House debates

Tuesday, 26 August 2008

Questions without Notice

Economy

2:27 pm

Photo of Kevin RuddKevin Rudd (Griffith, Australian Labor Party, Prime Minister) Share this | Hansard source

The challenges we face as an economy are in part globally driven and are in part a product of some of the economic conditions we inherited. That is just the truth of it. Let’s go to the global conditions. The global economic conditions, which have come off the back of the global financial crisis starting in August of last year, 12 months ago, continue to wash through. We have revisions down for growth forecasts in the United States, across the European Union, in Japan and also in the wider East Asian area as well. The roll-on consequences of that therefore are that we have a lesser pace of economic activity than was projected 12 months ago. That is just the facts as they present themselves.
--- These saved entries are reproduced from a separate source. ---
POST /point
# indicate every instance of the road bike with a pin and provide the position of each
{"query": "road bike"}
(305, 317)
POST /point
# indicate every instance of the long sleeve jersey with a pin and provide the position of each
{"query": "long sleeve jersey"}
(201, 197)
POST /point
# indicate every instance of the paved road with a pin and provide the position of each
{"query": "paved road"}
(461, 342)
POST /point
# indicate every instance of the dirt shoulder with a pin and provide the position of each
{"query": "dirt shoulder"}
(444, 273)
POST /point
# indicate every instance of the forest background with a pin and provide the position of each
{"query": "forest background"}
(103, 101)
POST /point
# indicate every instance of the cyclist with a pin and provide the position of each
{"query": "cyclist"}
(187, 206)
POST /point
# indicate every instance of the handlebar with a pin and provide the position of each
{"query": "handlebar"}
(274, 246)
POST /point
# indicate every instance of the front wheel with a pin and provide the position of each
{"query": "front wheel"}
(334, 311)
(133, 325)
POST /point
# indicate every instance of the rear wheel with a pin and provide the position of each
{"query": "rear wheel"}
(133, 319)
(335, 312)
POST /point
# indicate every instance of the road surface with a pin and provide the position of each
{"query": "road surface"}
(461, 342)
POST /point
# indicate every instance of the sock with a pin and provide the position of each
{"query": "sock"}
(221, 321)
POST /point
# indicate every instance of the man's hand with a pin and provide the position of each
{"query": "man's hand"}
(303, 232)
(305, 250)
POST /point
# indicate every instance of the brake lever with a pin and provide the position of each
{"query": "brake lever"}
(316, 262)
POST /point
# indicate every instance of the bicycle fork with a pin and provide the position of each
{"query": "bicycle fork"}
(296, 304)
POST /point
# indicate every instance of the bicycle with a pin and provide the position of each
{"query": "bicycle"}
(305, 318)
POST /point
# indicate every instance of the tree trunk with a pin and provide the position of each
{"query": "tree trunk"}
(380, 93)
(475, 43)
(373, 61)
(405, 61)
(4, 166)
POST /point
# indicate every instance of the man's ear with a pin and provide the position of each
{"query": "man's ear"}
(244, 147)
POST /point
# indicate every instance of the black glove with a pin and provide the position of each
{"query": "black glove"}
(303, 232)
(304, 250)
The other factor alive in the global economy is of course global oil prices. We have this significant spike in global oil prices in recent months, the third great oil shock since the two great oil shocks of the 1970s. That in turn has fuelled a further factor in overall global economic conditions which is, of course, the hike in global food prices. These factors combined have brought about significant pressures across the global economy.
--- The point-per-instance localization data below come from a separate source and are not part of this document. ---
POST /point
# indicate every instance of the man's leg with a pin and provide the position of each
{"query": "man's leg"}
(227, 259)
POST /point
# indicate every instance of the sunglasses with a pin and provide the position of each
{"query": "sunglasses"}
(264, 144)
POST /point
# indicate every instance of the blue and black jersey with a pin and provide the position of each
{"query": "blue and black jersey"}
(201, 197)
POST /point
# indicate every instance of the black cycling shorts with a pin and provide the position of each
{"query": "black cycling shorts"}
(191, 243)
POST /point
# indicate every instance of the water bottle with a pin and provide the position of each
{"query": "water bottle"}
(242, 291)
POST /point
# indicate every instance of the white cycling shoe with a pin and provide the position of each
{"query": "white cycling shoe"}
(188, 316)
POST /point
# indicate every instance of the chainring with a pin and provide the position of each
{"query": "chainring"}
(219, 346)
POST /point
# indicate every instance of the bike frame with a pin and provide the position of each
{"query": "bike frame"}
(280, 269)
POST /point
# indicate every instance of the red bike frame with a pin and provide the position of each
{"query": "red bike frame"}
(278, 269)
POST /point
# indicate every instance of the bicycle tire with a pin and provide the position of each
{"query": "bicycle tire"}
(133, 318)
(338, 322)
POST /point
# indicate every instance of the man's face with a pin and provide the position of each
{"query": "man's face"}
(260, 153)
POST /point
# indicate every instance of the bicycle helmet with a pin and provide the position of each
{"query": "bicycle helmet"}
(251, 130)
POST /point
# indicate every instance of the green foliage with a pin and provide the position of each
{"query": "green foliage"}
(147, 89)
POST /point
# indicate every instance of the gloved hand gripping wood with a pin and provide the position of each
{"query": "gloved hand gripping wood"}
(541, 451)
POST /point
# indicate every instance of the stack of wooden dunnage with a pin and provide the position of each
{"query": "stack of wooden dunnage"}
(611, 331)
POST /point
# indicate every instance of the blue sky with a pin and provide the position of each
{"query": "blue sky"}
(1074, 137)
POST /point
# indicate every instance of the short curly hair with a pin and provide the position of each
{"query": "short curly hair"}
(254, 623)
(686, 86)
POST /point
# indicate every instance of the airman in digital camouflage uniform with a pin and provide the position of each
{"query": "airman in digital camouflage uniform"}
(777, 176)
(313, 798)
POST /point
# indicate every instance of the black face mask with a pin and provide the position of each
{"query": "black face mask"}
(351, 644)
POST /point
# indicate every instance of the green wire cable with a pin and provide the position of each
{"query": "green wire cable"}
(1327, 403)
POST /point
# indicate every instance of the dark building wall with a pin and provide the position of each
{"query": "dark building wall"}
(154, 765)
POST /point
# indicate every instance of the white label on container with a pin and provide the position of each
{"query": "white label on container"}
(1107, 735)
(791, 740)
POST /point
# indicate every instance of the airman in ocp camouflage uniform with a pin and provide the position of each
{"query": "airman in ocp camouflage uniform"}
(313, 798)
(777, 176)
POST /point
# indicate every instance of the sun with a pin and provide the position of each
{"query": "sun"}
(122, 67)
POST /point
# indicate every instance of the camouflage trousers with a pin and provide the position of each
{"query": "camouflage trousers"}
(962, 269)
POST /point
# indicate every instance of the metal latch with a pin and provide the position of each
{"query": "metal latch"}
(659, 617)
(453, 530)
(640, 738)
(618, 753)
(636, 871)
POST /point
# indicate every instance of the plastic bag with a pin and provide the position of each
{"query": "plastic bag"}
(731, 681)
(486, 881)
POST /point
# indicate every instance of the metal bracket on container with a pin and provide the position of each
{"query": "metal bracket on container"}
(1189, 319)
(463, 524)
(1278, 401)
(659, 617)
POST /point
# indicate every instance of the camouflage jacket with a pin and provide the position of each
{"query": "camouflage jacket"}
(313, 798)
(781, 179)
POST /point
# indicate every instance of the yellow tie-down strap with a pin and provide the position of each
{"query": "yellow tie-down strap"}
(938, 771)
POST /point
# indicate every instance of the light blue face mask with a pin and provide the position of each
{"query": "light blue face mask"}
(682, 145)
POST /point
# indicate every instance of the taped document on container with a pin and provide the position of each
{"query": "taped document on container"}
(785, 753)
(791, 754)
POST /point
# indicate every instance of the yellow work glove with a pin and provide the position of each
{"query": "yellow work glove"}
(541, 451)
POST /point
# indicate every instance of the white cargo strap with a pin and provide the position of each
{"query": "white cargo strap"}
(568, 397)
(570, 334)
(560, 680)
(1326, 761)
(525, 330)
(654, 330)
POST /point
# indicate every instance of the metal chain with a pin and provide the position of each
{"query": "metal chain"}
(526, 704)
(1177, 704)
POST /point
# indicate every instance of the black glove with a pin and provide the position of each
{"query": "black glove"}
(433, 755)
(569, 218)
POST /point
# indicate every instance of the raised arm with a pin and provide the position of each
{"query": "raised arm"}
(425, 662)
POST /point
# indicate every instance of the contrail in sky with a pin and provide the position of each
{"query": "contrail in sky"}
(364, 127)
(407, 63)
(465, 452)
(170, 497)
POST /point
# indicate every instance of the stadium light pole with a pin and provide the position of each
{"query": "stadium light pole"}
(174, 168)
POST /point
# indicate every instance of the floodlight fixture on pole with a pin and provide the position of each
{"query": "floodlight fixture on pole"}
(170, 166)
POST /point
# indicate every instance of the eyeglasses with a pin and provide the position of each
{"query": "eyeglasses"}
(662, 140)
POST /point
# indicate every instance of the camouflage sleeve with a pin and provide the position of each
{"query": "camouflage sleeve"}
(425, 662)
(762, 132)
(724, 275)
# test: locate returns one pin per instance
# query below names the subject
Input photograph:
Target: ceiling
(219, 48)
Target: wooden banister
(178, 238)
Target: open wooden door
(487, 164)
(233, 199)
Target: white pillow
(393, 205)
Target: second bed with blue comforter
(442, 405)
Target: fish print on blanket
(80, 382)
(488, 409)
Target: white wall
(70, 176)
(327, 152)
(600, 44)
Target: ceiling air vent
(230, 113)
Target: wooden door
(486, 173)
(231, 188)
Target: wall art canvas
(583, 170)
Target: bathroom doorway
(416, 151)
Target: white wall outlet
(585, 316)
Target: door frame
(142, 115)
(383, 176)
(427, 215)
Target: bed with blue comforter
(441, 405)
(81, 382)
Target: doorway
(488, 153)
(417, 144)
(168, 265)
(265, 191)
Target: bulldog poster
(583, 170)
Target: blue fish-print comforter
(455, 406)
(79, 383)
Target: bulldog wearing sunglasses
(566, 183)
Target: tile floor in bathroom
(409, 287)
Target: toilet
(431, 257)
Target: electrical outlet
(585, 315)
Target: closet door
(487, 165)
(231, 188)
That is what has happened globally. Then we go to the factors that we have inherited locally, here in Australia, as of the end of last year. There are three very uncomfortable facts that I would present to those opposite. One is this: when this government assumed office eight months ago after those opposite had spent 12 years in office, we inherited inflation running at a 16-year high. Secondly, we inherited a record from those opposite of 10 interest rate rises in a row. That is what happens when you allow inflation to get out of control; that is what happens when you put all the pressure on monetary policy through a slack fiscal policy—you get 10 interest rate rises in a row. I would say to the Leader of the Opposition, as he begins to lecture the House on economic policy: look carefully into the eyes of Australian mums and dads and those who are seeking to make ends meet out there and ask them about the cumulative impact of 10 interest rate rises in a row. It is significant. Thirdly, at the point at which this government took over, those interest rates were the second highest in the developed world.
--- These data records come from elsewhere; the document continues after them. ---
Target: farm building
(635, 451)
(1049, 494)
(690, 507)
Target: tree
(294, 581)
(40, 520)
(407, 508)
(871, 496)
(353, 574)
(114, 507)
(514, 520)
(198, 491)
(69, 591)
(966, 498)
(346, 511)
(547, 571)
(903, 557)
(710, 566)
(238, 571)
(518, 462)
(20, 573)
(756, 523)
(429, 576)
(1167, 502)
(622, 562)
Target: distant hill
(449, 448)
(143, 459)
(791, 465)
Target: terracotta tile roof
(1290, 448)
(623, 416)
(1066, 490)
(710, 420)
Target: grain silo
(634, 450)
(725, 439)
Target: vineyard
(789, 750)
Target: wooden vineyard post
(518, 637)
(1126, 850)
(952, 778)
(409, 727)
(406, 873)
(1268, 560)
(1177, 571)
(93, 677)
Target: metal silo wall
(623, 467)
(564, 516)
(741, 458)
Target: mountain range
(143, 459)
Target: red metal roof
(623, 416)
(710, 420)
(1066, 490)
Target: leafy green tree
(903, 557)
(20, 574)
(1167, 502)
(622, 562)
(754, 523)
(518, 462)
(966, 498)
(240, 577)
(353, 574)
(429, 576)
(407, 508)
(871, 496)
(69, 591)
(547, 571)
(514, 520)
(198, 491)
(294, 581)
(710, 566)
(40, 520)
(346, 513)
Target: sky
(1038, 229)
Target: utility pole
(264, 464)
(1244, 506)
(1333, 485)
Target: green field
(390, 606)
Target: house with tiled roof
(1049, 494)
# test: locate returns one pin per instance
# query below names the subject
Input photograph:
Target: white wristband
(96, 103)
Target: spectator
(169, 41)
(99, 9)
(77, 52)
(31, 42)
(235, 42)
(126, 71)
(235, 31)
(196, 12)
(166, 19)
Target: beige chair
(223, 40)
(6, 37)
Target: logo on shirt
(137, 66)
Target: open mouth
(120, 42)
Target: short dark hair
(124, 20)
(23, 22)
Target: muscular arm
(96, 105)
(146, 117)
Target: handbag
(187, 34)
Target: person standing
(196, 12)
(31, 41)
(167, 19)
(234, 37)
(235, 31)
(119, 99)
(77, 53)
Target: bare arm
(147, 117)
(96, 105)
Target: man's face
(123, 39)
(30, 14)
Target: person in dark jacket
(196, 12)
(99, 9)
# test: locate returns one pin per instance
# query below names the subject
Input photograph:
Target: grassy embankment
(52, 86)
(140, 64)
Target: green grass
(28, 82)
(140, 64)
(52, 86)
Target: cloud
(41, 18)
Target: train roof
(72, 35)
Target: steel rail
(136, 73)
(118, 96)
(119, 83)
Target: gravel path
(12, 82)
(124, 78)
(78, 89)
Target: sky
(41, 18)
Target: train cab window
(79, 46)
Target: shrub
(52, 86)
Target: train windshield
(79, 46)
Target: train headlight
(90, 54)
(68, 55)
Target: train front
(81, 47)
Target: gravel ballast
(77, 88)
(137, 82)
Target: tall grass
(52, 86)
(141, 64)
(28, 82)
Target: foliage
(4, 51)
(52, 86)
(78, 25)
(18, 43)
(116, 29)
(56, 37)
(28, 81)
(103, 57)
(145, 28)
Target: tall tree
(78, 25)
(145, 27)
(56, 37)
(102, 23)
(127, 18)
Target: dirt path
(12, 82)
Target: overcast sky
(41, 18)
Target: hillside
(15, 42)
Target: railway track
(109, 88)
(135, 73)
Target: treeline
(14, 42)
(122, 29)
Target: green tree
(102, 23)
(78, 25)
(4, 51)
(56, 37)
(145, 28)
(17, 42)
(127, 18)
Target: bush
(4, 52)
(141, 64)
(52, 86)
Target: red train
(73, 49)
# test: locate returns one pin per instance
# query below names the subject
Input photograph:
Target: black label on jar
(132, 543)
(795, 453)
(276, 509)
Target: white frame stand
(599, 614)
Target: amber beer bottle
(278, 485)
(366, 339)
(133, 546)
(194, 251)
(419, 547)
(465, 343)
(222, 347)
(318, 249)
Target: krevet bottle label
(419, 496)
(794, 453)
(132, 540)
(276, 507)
There are three facts: firstly, we had inflation running at a 16-year high; secondly, we had 10 interest rate rises in a row; and, thirdly, we had the second highest interest rates in the developed world. Those are the economic conditions that this government inherited, which is why, as we approached the budget this year, having been in office for less than six months, the overall call on us from the country at large was a policy of responsible economic management grounded in a strong budget surplus. We delivered that with a $22 billion surplus. That surplus has subsequently been the subject of, shall we say, an attempted raid by those opposite, and it is going to be very interesting indeed to see where the credibility stakes now hang in this place in terms of those opposite and their behaviour in the Senate as they begin to launch their assault on this nation’s best fiscal preparedness for what will be uncertain global economic times ahead.